Ketua DPR RI, Setya Novanto (ketiga kanan) melantik Pengganti Antar Waktu (PAW) Ferry Kase (kedua kiri) didampingi pimpinan DPR RI pada Rapat Paripurna Perdana Masa Sidang II 2014-2015 di Gedung Nusantara II, Kompleks Parlemen Senayan, Jakarta, 12 Januari 2015. TEMPO/Dhemas Reviyanto
TEMPO.CO, Jakarta - Ketua Komisi Pemerintahan Dewan Perwakilan Rakyat Rambe Kamaruzzaman mengatakan mayoritas fraksi mendukung penerapan sistem paket dalam pemilihan kepala daerah. Meski demikian, DPR masih merumuskan mekanisme yang memungkinkan kepala daerah dan wakilnya bisa bekerja tanpa gesekan.
"Kami berpandangan sistem paket lebih ideal. Tapi harus dicari payung hukumnya agar pasangan kepala daerah bisa bekerja sama," ujarnya, Jumat, 30 Januari 2015. (Baca: Golkar, Gerindra Usul Uji Publik Pilkada Dihapus)
Rambe menjelaskan semua fraksi mengakui hubungan di antara kepala derah dan wakilnya acap kali menimbulkan konflik. Potensi gesekan itu akan diantisipasi lewat pasal yang mengatur pembagian tugas dan kewenangan.
"Harus diatur payung hukumnya dalam undang-undang ini agar mereka bisa berbagi tugas. Mau satu atau dua pasangan, itu semua harus diatur. Kesepakatan itu dalam forum rapat sudah mulai mengerucut," katanya. (Baca: SDA: Calon Kepala Daerah dari PPP Lewat Saya Dulu)
Semua fraksi juga cenderung menyepakati opsi pilkada dalam satu putaran.
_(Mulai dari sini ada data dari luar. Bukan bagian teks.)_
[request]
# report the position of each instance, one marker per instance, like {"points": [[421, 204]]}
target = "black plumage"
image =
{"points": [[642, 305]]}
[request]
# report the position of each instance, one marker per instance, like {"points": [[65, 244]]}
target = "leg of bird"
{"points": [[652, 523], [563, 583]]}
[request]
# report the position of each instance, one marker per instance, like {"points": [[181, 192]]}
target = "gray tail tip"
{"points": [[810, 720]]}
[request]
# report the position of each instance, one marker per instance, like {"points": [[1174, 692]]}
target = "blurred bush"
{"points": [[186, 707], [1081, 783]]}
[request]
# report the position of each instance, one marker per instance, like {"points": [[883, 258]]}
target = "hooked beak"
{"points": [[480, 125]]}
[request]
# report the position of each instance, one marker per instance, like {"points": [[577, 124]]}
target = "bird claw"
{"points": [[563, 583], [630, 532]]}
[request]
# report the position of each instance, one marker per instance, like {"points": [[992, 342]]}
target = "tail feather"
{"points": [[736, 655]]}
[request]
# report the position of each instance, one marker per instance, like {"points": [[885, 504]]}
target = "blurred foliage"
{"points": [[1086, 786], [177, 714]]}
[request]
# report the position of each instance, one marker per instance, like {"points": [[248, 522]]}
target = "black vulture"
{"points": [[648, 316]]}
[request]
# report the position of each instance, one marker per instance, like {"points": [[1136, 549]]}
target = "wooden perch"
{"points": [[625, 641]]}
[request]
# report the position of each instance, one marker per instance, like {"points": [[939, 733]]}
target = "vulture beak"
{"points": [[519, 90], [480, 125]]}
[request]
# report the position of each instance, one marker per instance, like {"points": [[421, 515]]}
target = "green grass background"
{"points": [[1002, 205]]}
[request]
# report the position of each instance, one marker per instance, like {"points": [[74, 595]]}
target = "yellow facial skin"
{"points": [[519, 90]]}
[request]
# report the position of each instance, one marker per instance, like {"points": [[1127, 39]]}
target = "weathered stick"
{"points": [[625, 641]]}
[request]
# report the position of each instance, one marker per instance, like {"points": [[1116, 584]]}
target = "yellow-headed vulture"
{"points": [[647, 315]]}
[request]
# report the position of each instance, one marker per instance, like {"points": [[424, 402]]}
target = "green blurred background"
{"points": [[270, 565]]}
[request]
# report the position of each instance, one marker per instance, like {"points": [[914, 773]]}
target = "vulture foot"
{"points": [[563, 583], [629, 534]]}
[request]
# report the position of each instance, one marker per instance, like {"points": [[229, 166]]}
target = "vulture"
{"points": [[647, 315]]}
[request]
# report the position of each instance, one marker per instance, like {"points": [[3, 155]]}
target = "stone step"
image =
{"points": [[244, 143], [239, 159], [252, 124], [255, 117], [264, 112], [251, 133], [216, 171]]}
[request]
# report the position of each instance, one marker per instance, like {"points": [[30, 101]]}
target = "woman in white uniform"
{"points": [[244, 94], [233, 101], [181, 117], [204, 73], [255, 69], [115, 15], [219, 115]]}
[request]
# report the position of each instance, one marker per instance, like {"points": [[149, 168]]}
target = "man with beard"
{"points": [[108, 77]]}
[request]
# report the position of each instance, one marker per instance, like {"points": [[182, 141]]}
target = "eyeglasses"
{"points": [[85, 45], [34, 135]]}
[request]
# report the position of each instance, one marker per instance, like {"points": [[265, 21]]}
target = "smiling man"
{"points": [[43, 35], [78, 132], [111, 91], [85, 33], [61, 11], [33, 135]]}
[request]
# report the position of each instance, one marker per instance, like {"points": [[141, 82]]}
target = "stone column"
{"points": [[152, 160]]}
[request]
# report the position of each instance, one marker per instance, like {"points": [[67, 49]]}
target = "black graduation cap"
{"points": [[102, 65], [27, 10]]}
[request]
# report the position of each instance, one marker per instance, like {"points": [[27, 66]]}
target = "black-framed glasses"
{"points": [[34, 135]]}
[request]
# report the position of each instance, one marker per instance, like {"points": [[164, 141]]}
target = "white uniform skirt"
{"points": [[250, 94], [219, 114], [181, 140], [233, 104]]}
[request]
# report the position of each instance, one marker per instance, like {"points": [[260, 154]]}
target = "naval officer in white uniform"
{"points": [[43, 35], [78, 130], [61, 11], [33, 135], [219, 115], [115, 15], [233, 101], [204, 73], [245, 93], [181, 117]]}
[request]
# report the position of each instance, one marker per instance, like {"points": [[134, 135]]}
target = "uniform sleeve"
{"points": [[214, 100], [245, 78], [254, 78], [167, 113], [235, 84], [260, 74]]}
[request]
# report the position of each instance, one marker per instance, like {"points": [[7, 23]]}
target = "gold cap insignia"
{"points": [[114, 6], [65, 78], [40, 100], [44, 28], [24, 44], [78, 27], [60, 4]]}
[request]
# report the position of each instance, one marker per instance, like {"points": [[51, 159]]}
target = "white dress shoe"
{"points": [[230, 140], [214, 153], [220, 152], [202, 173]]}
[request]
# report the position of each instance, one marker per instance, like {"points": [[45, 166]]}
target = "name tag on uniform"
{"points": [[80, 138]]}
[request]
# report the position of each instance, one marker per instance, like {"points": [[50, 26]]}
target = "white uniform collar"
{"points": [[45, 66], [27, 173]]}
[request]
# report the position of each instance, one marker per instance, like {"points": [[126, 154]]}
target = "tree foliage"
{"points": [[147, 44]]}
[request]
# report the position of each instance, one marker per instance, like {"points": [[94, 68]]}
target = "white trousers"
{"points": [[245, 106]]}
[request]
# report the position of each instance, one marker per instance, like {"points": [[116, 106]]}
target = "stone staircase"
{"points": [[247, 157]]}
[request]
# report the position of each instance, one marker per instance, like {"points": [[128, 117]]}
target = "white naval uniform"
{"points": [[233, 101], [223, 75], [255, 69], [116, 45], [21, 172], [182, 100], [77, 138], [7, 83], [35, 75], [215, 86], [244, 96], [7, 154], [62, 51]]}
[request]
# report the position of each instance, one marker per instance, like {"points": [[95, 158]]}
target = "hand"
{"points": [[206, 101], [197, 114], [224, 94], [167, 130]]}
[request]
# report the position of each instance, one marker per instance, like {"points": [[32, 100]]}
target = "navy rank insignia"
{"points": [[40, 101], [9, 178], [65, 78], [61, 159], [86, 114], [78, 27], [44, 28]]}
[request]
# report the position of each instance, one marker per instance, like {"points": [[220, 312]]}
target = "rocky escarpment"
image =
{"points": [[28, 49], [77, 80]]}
Sebab, proses pilkada umumnya bisa selesai hanya dengan satu putaran. "Perdebatannya hanya soal ambang batas. Ada yang mengharuskan kemenangan di atas 30 persen, ada juga yang mendukung kemenangan tanpa ambang batas," katanya.
Masalah lain yang relatif tidak memunculkan masalah adalah penerapan ambang batas pencalonan. Hampir semua fraksi mendukung aturan 20 persen kursi atau 25 persen suara partai agar bisa mengajukan pasangan calon kepala daerah. Hampir semua fraksi juga mendukung penerapan uji publik.
Namun mekanisme itu perlu disingkat agar tidak memakan waktu lebih lama. "Prinsipnya, harus ada transparansi dan track record yang benar, hanya waktunya yang dipersingkat," ujarnya.